The starting point was a complex operation: in addition to washing, there was a traceability system (chip/barcode) that required flow management, dispatch control and coordination with the end customer. This reality meant that any organizational change had to be very well planned to avoid affecting the quality of service or productivity.
In parallel, an important investment had been made in one of the centers to expand productive capacity through the installation of a hospital uniform system (equipment and automation). This investment opened up a clear opportunity: specialize each center in a main activity to gain efficiency, eliminate redundancies and improve control of the production process.

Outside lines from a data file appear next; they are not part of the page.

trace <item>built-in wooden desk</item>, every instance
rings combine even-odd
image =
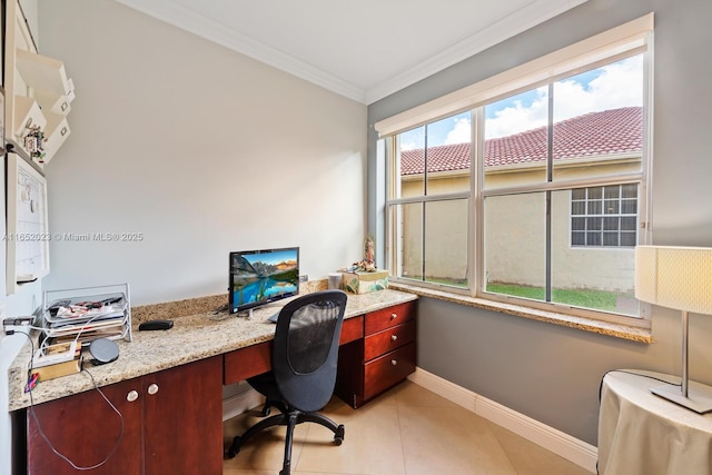
[[[340,343],[350,367],[339,364],[339,372],[347,374],[347,387],[360,392],[358,404],[389,387],[380,380],[368,389],[364,383],[369,362],[358,355],[368,346],[368,321],[375,318],[369,316],[396,315],[398,320],[400,308],[407,308],[414,318],[416,298],[397,290],[349,295]],[[267,318],[274,311],[274,306],[259,308],[249,319],[210,311],[176,318],[167,331],[134,331],[134,342],[118,342],[119,359],[103,366],[85,363],[88,372],[40,383],[32,400],[22,390],[31,354],[26,345],[8,372],[13,459],[19,462],[14,472],[75,473],[44,442],[39,422],[52,444],[77,465],[98,464],[116,446],[111,458],[91,474],[221,473],[221,387],[269,369],[275,326]],[[407,366],[415,368],[414,345],[412,359],[402,359],[400,379]],[[400,380],[388,377],[390,386]],[[95,383],[120,417],[90,390]],[[349,398],[349,404],[356,400]]]

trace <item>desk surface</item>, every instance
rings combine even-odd
[[[417,299],[416,295],[398,290],[349,294],[344,318]],[[281,303],[283,305],[286,301]],[[204,313],[174,319],[174,327],[159,331],[134,331],[134,342],[118,340],[119,359],[103,366],[85,362],[98,386],[135,378],[161,369],[221,355],[274,338],[275,325],[267,320],[277,310],[270,305],[253,311],[251,318],[227,313]],[[166,317],[170,318],[170,317]],[[137,323],[134,323],[136,326]],[[136,328],[135,328],[136,329]],[[26,344],[8,370],[9,410],[30,405],[23,393],[30,344]],[[40,383],[32,392],[33,404],[44,403],[91,389],[93,383],[86,372]]]
[[[603,378],[601,475],[712,474],[712,413],[700,415],[650,392],[664,382],[679,385],[680,377],[626,369]]]

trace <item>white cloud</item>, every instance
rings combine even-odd
[[[455,119],[455,128],[447,132],[445,145],[466,144],[469,141],[472,123],[469,118],[461,117]]]
[[[600,75],[587,85],[566,79],[554,89],[554,121],[607,109],[642,106],[643,58],[636,56],[600,68]],[[521,101],[495,112],[487,119],[485,137],[505,137],[546,123],[546,88],[536,90],[531,105]]]

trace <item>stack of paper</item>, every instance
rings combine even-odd
[[[56,300],[44,313],[44,333],[53,343],[121,338],[127,331],[128,306],[122,294]]]

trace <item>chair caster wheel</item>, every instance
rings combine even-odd
[[[346,429],[343,424],[336,428],[336,434],[334,434],[334,445],[342,445],[344,443],[345,432]]]
[[[233,445],[227,449],[227,457],[235,458],[237,454],[240,453],[240,437],[235,437],[233,439]]]

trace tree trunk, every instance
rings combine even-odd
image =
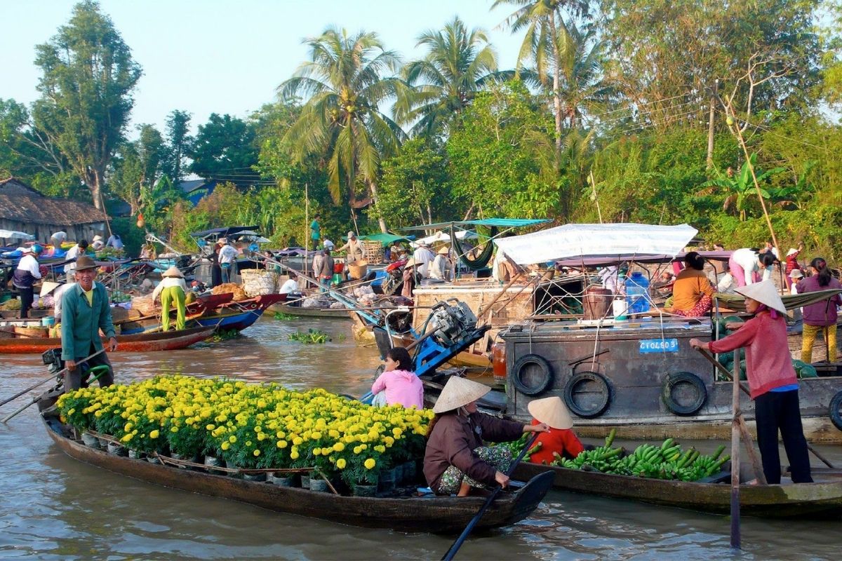
[[[377,200],[377,185],[373,181],[369,182],[369,188],[371,190],[371,202],[374,204],[375,209],[377,209],[377,223],[380,225],[380,231],[383,234],[388,232],[386,228],[386,220],[383,219],[383,213],[380,208],[380,203]]]

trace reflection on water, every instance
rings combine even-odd
[[[166,353],[112,355],[118,381],[157,373],[232,376],[361,394],[379,363],[349,323],[261,320],[236,341]],[[326,345],[287,340],[296,329]],[[38,356],[5,356],[5,397],[45,377]],[[8,414],[23,400],[5,405]],[[842,453],[823,447],[831,461]],[[366,530],[136,481],[77,462],[50,443],[34,409],[0,426],[0,557],[39,559],[440,558],[452,537]],[[829,559],[839,522],[744,518],[744,551],[727,516],[552,492],[533,516],[471,539],[460,558]]]

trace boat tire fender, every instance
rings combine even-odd
[[[537,368],[537,375],[530,375],[530,381],[525,381],[527,370],[534,372]],[[552,384],[552,367],[543,357],[536,354],[524,355],[514,363],[512,369],[512,384],[519,392],[525,395],[537,395],[546,390]]]
[[[830,400],[830,421],[834,426],[842,431],[842,390],[836,392]]]
[[[584,407],[576,399],[576,392],[579,385],[589,384],[595,386],[594,400],[588,407]],[[573,374],[564,386],[564,404],[571,411],[583,419],[594,419],[605,412],[611,404],[611,386],[608,378],[598,372],[580,372]]]
[[[690,403],[679,404],[673,398],[673,389],[679,384],[689,384],[695,393],[695,399]],[[674,374],[668,374],[663,380],[663,392],[662,393],[663,405],[670,411],[679,416],[689,416],[695,415],[705,402],[707,401],[707,389],[701,378],[690,372],[678,372]]]

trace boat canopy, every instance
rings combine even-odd
[[[419,226],[408,226],[399,230],[443,230],[450,226],[464,228],[466,226],[497,226],[498,228],[521,228],[533,226],[536,224],[552,222],[549,219],[530,218],[486,218],[477,220],[456,220],[453,222],[434,222]]]
[[[696,234],[686,224],[567,224],[523,236],[494,241],[519,265],[568,257],[619,257],[640,261],[645,257],[669,260]]]
[[[235,234],[240,234],[244,231],[255,230],[258,226],[226,226],[225,228],[211,228],[210,230],[203,230],[200,232],[193,232],[190,234],[192,237],[195,238],[206,238],[216,236],[217,238],[224,238],[229,236],[234,236]],[[252,231],[252,234],[256,232]]]

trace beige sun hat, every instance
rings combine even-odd
[[[466,378],[450,376],[445,389],[433,407],[434,413],[446,413],[476,401],[491,391],[484,384],[472,382]]]
[[[568,429],[573,426],[568,408],[557,395],[533,400],[526,409],[538,422],[546,423],[554,429]]]
[[[765,304],[772,310],[776,310],[781,314],[786,313],[784,307],[784,301],[781,299],[781,294],[772,281],[763,281],[748,284],[735,288],[734,291],[743,296],[748,296],[753,300],[757,300],[760,304]]]
[[[41,284],[41,291],[38,293],[38,295],[41,298],[44,298],[53,290],[59,288],[60,286],[61,286],[61,283],[52,283],[51,281],[44,281],[44,283]]]
[[[179,267],[173,265],[166,271],[163,272],[162,277],[178,277],[179,278],[184,278],[184,273],[179,270]]]

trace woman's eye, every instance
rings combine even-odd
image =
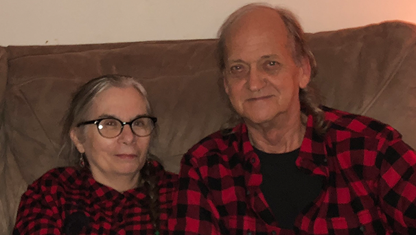
[[[238,72],[242,70],[242,66],[240,65],[234,65],[230,68],[231,73]]]
[[[113,126],[117,125],[117,121],[115,120],[108,120],[104,122],[104,125]]]
[[[137,127],[143,127],[144,125],[144,122],[141,120],[137,120],[133,123],[133,125]]]
[[[267,63],[267,65],[268,65],[268,66],[275,66],[275,65],[277,65],[277,62],[275,62],[275,61],[269,61]]]

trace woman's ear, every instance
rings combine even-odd
[[[78,127],[73,127],[69,131],[69,137],[71,137],[71,140],[76,147],[78,151],[81,153],[85,152],[85,149],[84,149],[84,145],[82,144],[83,141],[82,140],[82,136],[80,133],[80,129]]]

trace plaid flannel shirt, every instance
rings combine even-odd
[[[182,160],[169,230],[174,234],[416,234],[416,154],[391,127],[323,108],[324,136],[308,117],[297,166],[323,176],[292,230],[279,227],[244,124],[216,132]],[[279,169],[276,169],[278,171]]]
[[[164,232],[177,175],[152,163],[160,176],[160,230]],[[120,193],[97,182],[86,169],[54,169],[22,195],[13,234],[68,234],[71,223],[86,226],[70,234],[154,234],[146,195],[143,187]]]

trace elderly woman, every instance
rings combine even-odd
[[[76,92],[54,169],[21,197],[14,234],[159,234],[166,230],[176,175],[148,150],[157,119],[133,78],[106,75]]]

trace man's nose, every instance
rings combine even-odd
[[[255,66],[253,66],[247,78],[249,89],[251,91],[259,90],[266,86],[266,84],[264,73]]]

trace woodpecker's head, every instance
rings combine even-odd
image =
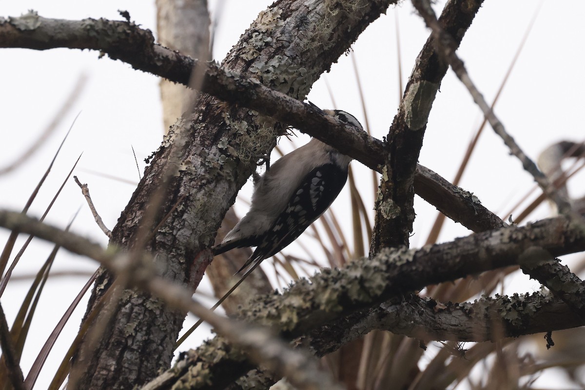
[[[362,124],[360,123],[359,121],[356,119],[355,116],[350,113],[342,110],[323,110],[323,112],[331,115],[331,116],[337,118],[342,122],[345,122],[348,125],[355,126],[362,131],[363,131],[364,129],[362,127]]]

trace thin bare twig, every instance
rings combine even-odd
[[[0,226],[19,232],[34,230],[36,236],[49,240],[78,254],[99,261],[125,281],[153,294],[177,309],[188,311],[213,326],[218,333],[249,354],[256,364],[261,364],[278,375],[288,378],[301,389],[342,389],[329,375],[319,368],[318,361],[305,352],[293,350],[267,329],[218,316],[192,298],[184,286],[157,276],[148,255],[113,253],[80,236],[50,226],[19,213],[0,211]]]
[[[142,177],[140,176],[140,168],[138,166],[138,160],[136,160],[136,152],[134,151],[134,147],[132,145],[130,146],[132,148],[132,154],[134,155],[134,162],[136,163],[136,170],[138,171],[138,180],[140,180],[142,179]]]
[[[77,176],[74,176],[73,179],[75,180],[75,182],[77,183],[77,185],[79,188],[81,189],[81,193],[83,196],[85,197],[85,200],[87,201],[87,204],[90,206],[90,209],[91,210],[91,213],[94,215],[94,219],[95,220],[95,223],[98,224],[99,226],[99,229],[102,229],[102,232],[104,232],[108,238],[112,238],[112,232],[104,224],[104,221],[102,220],[102,218],[99,216],[99,214],[98,214],[98,212],[95,210],[95,207],[94,206],[94,202],[91,201],[91,197],[90,196],[90,189],[87,187],[87,184],[82,184],[77,178]]]
[[[36,140],[29,147],[29,149],[26,149],[20,156],[15,159],[14,162],[11,164],[9,164],[6,167],[0,168],[0,175],[6,174],[11,171],[13,171],[15,168],[21,166],[25,161],[30,158],[30,157],[35,154],[35,152],[36,152],[39,148],[46,143],[47,139],[57,129],[59,123],[61,122],[61,120],[65,118],[67,112],[71,109],[71,107],[73,106],[73,103],[77,101],[78,98],[79,98],[80,95],[81,94],[81,92],[83,92],[85,84],[87,82],[87,75],[85,74],[82,74],[79,76],[77,79],[77,81],[73,87],[73,88],[69,92],[69,95],[63,102],[61,108],[59,109],[58,111],[55,113],[55,115],[53,116],[53,120],[49,122],[46,128],[43,131],[40,136],[36,137]],[[71,127],[73,127],[73,124],[75,123],[75,121],[77,120],[77,117],[79,116],[80,113],[81,113],[81,112],[80,112],[77,115],[75,116],[75,119],[73,119],[73,123],[71,123]],[[70,128],[69,131],[71,131]]]
[[[559,212],[563,214],[570,213],[571,206],[568,201],[555,189],[545,174],[538,169],[536,164],[522,150],[514,138],[508,134],[501,122],[494,113],[490,105],[472,81],[463,61],[455,53],[456,45],[453,37],[441,26],[429,0],[412,0],[412,1],[427,26],[432,30],[435,42],[439,46],[439,53],[445,58],[457,78],[467,88],[473,101],[483,112],[494,131],[504,140],[510,152],[520,160],[524,170],[532,175],[545,194],[556,204]]]

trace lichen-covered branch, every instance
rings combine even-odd
[[[444,304],[411,294],[326,324],[310,332],[305,344],[323,356],[376,329],[425,341],[481,342],[584,325],[562,301],[538,292]]]
[[[245,84],[252,91],[262,84],[302,100],[312,83],[391,2],[359,0],[348,6],[344,2],[321,0],[277,1],[242,34],[223,61],[221,75],[253,77],[256,81]],[[99,26],[91,22],[90,30]],[[2,27],[8,23],[3,20]],[[39,27],[35,23],[33,29]],[[98,50],[112,49],[115,57],[124,52],[139,57],[158,50],[153,49],[150,39],[139,36],[134,40],[133,32],[121,25],[115,27],[93,31],[104,44]],[[123,31],[116,35],[117,28]],[[130,47],[108,46],[112,36],[108,32],[115,35],[116,45],[129,41]],[[168,64],[164,57],[157,59]],[[192,67],[192,64],[188,67],[189,74]],[[209,75],[213,79],[221,75]],[[231,81],[225,85],[232,85]],[[232,93],[218,88],[225,96]],[[112,229],[112,247],[133,253],[146,249],[164,277],[194,290],[211,261],[208,248],[222,218],[257,162],[276,143],[276,120],[201,94],[193,111],[172,127],[154,154]],[[155,231],[151,231],[153,227]],[[108,272],[98,277],[88,313],[113,279]],[[142,291],[129,289],[121,296],[97,315],[96,323],[111,313],[111,326],[105,328],[95,347],[82,341],[73,361],[72,369],[82,374],[80,387],[140,385],[170,364],[184,311]]]
[[[379,10],[381,4],[386,4],[387,6],[395,1],[377,2],[380,4],[370,8]],[[253,42],[245,47],[245,50],[256,50],[255,46],[261,44],[267,46],[263,42],[256,42],[261,36],[253,36]],[[224,66],[221,66],[215,63],[194,60],[157,44],[150,30],[143,30],[133,23],[104,19],[53,19],[43,18],[34,12],[18,18],[0,18],[0,47],[36,50],[69,47],[99,50],[113,60],[130,64],[136,69],[185,85],[190,85],[193,70],[199,68],[199,71],[203,74],[201,92],[256,110],[294,126],[334,145],[340,151],[351,156],[371,169],[377,169],[380,161],[383,161],[377,158],[384,154],[382,143],[378,140],[350,126],[345,126],[343,122],[299,101],[298,96],[291,96],[274,88],[269,88],[256,78],[230,70],[225,64]],[[249,60],[250,56],[246,56],[244,59]],[[261,74],[261,71],[267,69],[274,72],[279,70],[278,67],[290,66],[287,65],[287,60],[278,58],[283,61],[280,65],[276,62],[270,65],[264,61],[254,63],[263,67],[261,70],[260,68],[253,67],[253,73]],[[270,69],[271,67],[273,68]],[[302,87],[303,98],[315,77],[305,74],[306,72],[306,69],[300,70],[293,78],[297,89]],[[293,75],[280,77],[291,78]],[[286,88],[282,87],[281,85],[281,89],[285,91]]]
[[[119,262],[113,261],[113,254],[104,251],[99,245],[20,213],[0,211],[0,226],[50,240],[65,249],[89,256],[116,269],[123,267]],[[366,306],[381,303],[391,296],[428,284],[453,280],[519,261],[524,264],[538,264],[551,257],[582,250],[585,250],[585,232],[572,226],[565,217],[543,220],[523,227],[510,226],[472,234],[419,250],[384,250],[371,260],[356,261],[342,270],[324,270],[310,281],[300,281],[282,295],[257,297],[240,311],[240,319],[270,326],[280,331],[285,337],[292,339],[307,334],[318,326],[331,323]],[[138,263],[135,267],[143,267],[142,264]],[[140,269],[133,272],[138,275],[137,278],[144,276],[144,271],[139,271]],[[147,288],[156,287],[158,294],[163,294],[165,289],[161,287],[163,285],[157,287],[157,285],[152,284],[152,280],[144,277],[141,284]],[[161,283],[160,278],[155,281]],[[178,290],[173,290],[176,291]],[[190,296],[183,291],[181,294]],[[531,304],[529,307],[538,306]],[[469,309],[463,305],[460,307],[463,310]],[[448,308],[433,310],[439,312]],[[204,352],[207,348],[210,348],[208,353]],[[197,356],[212,354],[215,358],[225,353],[228,360],[222,360],[223,363],[216,361],[217,365],[214,367],[223,368],[225,364],[231,367],[233,375],[237,375],[232,379],[250,368],[245,356],[221,337],[202,346],[197,353]],[[236,361],[232,361],[233,359]],[[210,369],[207,365],[199,368]]]
[[[450,0],[439,19],[460,43],[483,0]],[[373,256],[383,247],[408,246],[414,221],[413,182],[426,122],[448,65],[435,52],[429,37],[417,58],[387,136],[380,190],[376,201],[376,223],[370,247]]]
[[[32,25],[36,26],[35,29],[20,30],[12,26],[19,25],[18,23],[22,23],[23,19],[35,20]],[[63,26],[68,32],[64,37],[60,35],[52,39],[51,37],[56,34],[55,28],[57,26]],[[35,32],[37,29],[40,29],[38,32]],[[6,30],[11,32],[13,36],[8,36]],[[97,40],[90,34],[90,32],[94,30],[105,36]],[[312,106],[291,99],[253,79],[226,71],[215,64],[202,64],[196,60],[159,46],[154,43],[149,31],[142,30],[133,23],[104,19],[60,20],[32,14],[5,19],[4,23],[0,20],[0,46],[2,45],[39,50],[55,47],[94,49],[108,53],[112,58],[127,62],[136,68],[184,85],[188,85],[194,66],[205,67],[206,78],[202,91],[273,116],[283,123],[335,146],[378,172],[381,171],[386,160],[387,151],[379,140],[356,132],[351,127],[346,127]],[[137,45],[142,45],[146,49],[135,53],[130,49]],[[491,218],[482,213],[484,209],[481,206],[477,208],[479,218],[476,218],[475,213],[469,213],[469,210],[476,208],[476,202],[471,198],[466,198],[464,193],[463,196],[457,196],[457,192],[445,191],[445,184],[448,182],[446,180],[421,165],[417,167],[414,183],[417,194],[450,218],[476,231],[477,229],[473,226],[477,220]],[[438,194],[441,196],[436,196]]]
[[[247,358],[257,364],[261,364],[277,375],[290,378],[291,383],[300,389],[341,388],[332,381],[329,373],[319,368],[318,361],[306,352],[292,350],[269,329],[236,323],[215,314],[194,301],[188,289],[159,276],[151,259],[146,254],[143,258],[139,258],[140,261],[133,261],[132,257],[127,253],[108,251],[87,239],[44,225],[20,213],[0,210],[0,226],[19,232],[34,232],[31,234],[36,237],[60,243],[66,249],[98,260],[117,276],[126,280],[130,285],[153,294],[171,308],[190,312],[204,319],[232,345],[241,350],[239,353],[245,351]],[[0,307],[0,319],[5,319]],[[9,336],[8,333],[6,334]],[[5,346],[4,340],[2,341],[4,350]],[[20,374],[22,387],[22,373],[18,363],[14,365],[14,361],[9,363],[9,368],[12,370],[10,372],[15,375]]]
[[[371,307],[393,295],[402,296],[404,292],[418,289],[428,284],[453,280],[464,274],[476,274],[488,269],[517,264],[519,260],[524,264],[526,261],[538,263],[566,253],[573,245],[579,247],[577,250],[585,249],[585,233],[579,227],[570,228],[570,232],[566,231],[566,236],[561,234],[564,236],[563,237],[557,236],[569,225],[568,219],[559,218],[539,221],[525,227],[511,226],[497,231],[473,234],[450,243],[419,250],[384,250],[370,261],[354,262],[342,270],[324,270],[309,281],[300,281],[282,295],[257,297],[249,306],[242,309],[240,315],[248,322],[280,329],[283,336],[290,339],[310,335],[313,331],[320,334],[324,330],[321,327],[324,326],[335,326],[336,324],[342,328],[350,329],[352,325],[346,321],[352,317],[347,315],[364,306]],[[551,239],[558,240],[556,243],[559,246],[555,249],[546,243]],[[511,302],[516,305],[523,299],[519,297],[511,299]],[[418,304],[426,304],[422,300],[419,302]],[[526,313],[539,305],[538,302],[533,303],[528,306]],[[430,305],[437,313],[443,309],[448,309],[447,312],[452,311],[454,307],[448,306],[443,308]],[[481,304],[476,307],[480,308]],[[521,309],[518,306],[512,308],[515,310]],[[461,313],[471,310],[467,304],[462,304],[460,309],[462,310]],[[503,316],[508,313],[510,318],[514,315],[513,310],[503,311],[501,308],[498,310],[503,313]],[[571,319],[567,320],[569,323],[579,325],[582,322],[582,320],[576,320],[573,313],[563,312]],[[364,325],[360,321],[364,315],[364,312],[359,313],[351,320],[355,321],[355,324],[359,327]],[[446,313],[442,319],[446,320],[455,318],[449,316]],[[522,317],[522,322],[511,326],[510,332],[520,331],[525,325],[525,318],[531,320],[529,317]],[[558,322],[555,323],[558,326],[564,326]],[[390,323],[388,320],[387,323]],[[409,328],[399,323],[398,327],[400,329],[401,327],[404,333],[412,332],[411,335],[420,337],[424,325],[421,327],[412,325]],[[449,325],[454,325],[451,322],[444,324],[442,333],[436,328],[433,330],[432,327],[429,327],[426,334],[431,335],[429,336],[431,338],[433,332],[435,334],[441,334],[439,338],[446,337]],[[554,324],[550,325],[554,326]],[[428,323],[426,325],[430,326]],[[534,324],[532,326],[535,331],[541,331],[539,326]],[[455,328],[453,330],[456,330]],[[340,329],[338,330],[329,340],[344,337],[345,334]],[[361,334],[352,335],[343,341],[350,341],[353,336]],[[324,349],[323,352],[331,350]],[[218,354],[225,356],[225,360],[214,360]],[[187,356],[188,361],[183,361],[173,368],[176,378],[182,377],[188,370],[189,376],[194,375],[194,370],[197,371],[197,375],[212,375],[218,372],[218,367],[229,367],[235,379],[250,368],[245,360],[238,359],[235,351],[221,337],[208,341]],[[178,380],[187,380],[187,376],[183,378]],[[209,388],[202,385],[194,388]]]

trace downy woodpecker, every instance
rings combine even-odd
[[[338,119],[363,130],[353,115],[324,110]],[[214,254],[233,248],[255,246],[238,272],[261,261],[294,241],[329,208],[347,180],[352,158],[319,140],[288,153],[255,183],[247,213],[213,248]]]

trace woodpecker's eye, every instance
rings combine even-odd
[[[359,121],[356,119],[356,117],[350,113],[347,113],[345,111],[335,110],[335,118],[339,120],[345,122],[348,125],[355,126],[360,130],[363,130],[363,127],[362,127],[362,124],[360,123]]]

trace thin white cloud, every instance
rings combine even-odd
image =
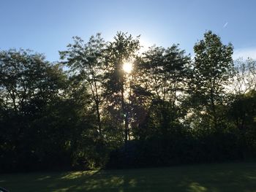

The proposed reorganization involved redefining the “what” and the “where”: one center would concentrate on industrial laundry, while the other would focus on work uniforms. As a direct consequence of this operational redesign, a substantial modification of working conditions (MSCT) was deemed necessary, associated with the displacement of a number of workers (from laundry and transport activities) and an adjustment of shifts/schedules to optimize times and increase productivity.
At martinsdelima we approach the assignment with an expert methodology aimed at “shielding” the change:
(1) analysis of the business model and processes (including traceability),
(2) organizational and staff diagnosis by activities/centers,
(3) review of the applicable labor framework and its practical impact, and
(4) economic analysis and projection of results after the reorganization, relying on accounting and sector documentation so that the measure was not an opinion, but a demonstrable conclusion.
The result was a report that converted a business need into a solid and quantified technical proposal: it justified why the restructuring was necessary to stop the accumulation of losses and provided an operational roadmap (specialization of centers + shifts) to execute the MSCT with productive coherence. In addition, it was projected that, with the implementation of the reorganization, the company could return to positive and growing results, reducing the risk of critical scenarios.